A rectangle intersects B rhombus

The condition that a set intersects represents that both sets should be satisfied.

So your assumption should be:

a=rhomboid={a quadrilateral satisfies 1 pair of sides parallel 2 sides equal 3 diagonals bisect and perpendicular}

b=rectangle={a quadrilateral satisfies 1 pair of sides parallel 2 diagonals bisect 3 four angles are equal} so. a intersection b = {a quadrilateral satisfies 1 pair of sides parallel 2 sides are equal 3 diagonals bisect and perpendicular and satisfies a parallel sides b bisects diagonals c four angles are equal}

That is, {a quadrilateral satisfies 1 pair of sides parallel 2 sides are equal 3 diagonals bisected and perpendicular 4 diagonals bisected 5 four angles are equal}=

a={rectangle} intersects b={rhombus}=

A rectangle is a parallelogram with a right angle, a diamond is a parallelogram with equal adjacent sides, and their intersection is a parallelogram with a right angle and a set of parallelograms with equal adjacent sides, then it can only be a square.

The square has the characteristics of both a rectangle and a diamond and is their common element.

Your problem is getting the elements wrong.
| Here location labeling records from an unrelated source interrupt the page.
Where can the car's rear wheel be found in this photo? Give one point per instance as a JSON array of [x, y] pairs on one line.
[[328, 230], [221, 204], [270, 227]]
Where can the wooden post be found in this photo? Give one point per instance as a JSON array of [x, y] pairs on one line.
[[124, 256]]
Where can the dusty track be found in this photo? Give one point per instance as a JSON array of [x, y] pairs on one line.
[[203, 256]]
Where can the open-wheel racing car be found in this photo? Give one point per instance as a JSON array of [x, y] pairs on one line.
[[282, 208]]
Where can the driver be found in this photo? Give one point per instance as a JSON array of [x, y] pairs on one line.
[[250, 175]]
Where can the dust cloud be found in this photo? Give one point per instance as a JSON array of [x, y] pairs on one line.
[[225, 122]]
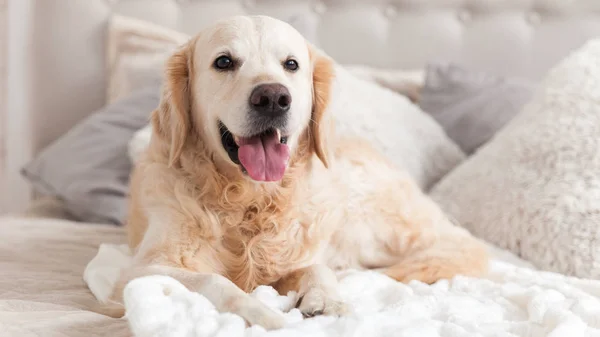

In the set of all rectangles, there are marginal unequals, the kind of rectangle you speak; There are also marginal equals, i.e., squares. In the set of all diamonds, there are no right angles, that is, the kind of diamonds you say; There are also those with right angles, i.e., squares.

The intersection of the set of diamonds and the set of rectangles is the square. Your understanding is that the determination conditions of diamonds and rectangles are considered elements, and the actual elements are all rectangles and diamonds.

x|x is a square} a=, the geometric feature of its elements is a parallelogram with a large rubber fiber at right angles, b=, the geometric feature of its elements is a parallelogram with equal adjacent sides, by the nature of the intersection, a such as taking the characteristics of the elements in b is that there is a parallelism with a right angle and equal adjacent edges.

<> quadrilateral ABCD is a diamond, ab=bc, bac= dac, Zheng Bang ab=ac=10, Qiyan ab=bc=ac=10, abc is equilateral triangle shouting pure shape, bac=60°, dac=60°, bad= bac+ dac=120°

So the answer is: 60°

Solution:1The elements in set A B have both the characteristic properties of set A and the characteristic properties of set B. That is, the four sides are equal, and the four corners are right-angled, so it is a square. So.

The intersection of A and B is the set of Hui in the form of a square annihilation.

Answer: a=, b=, then a b=

The common feature of a diamond shape and a rectangular shape is the square.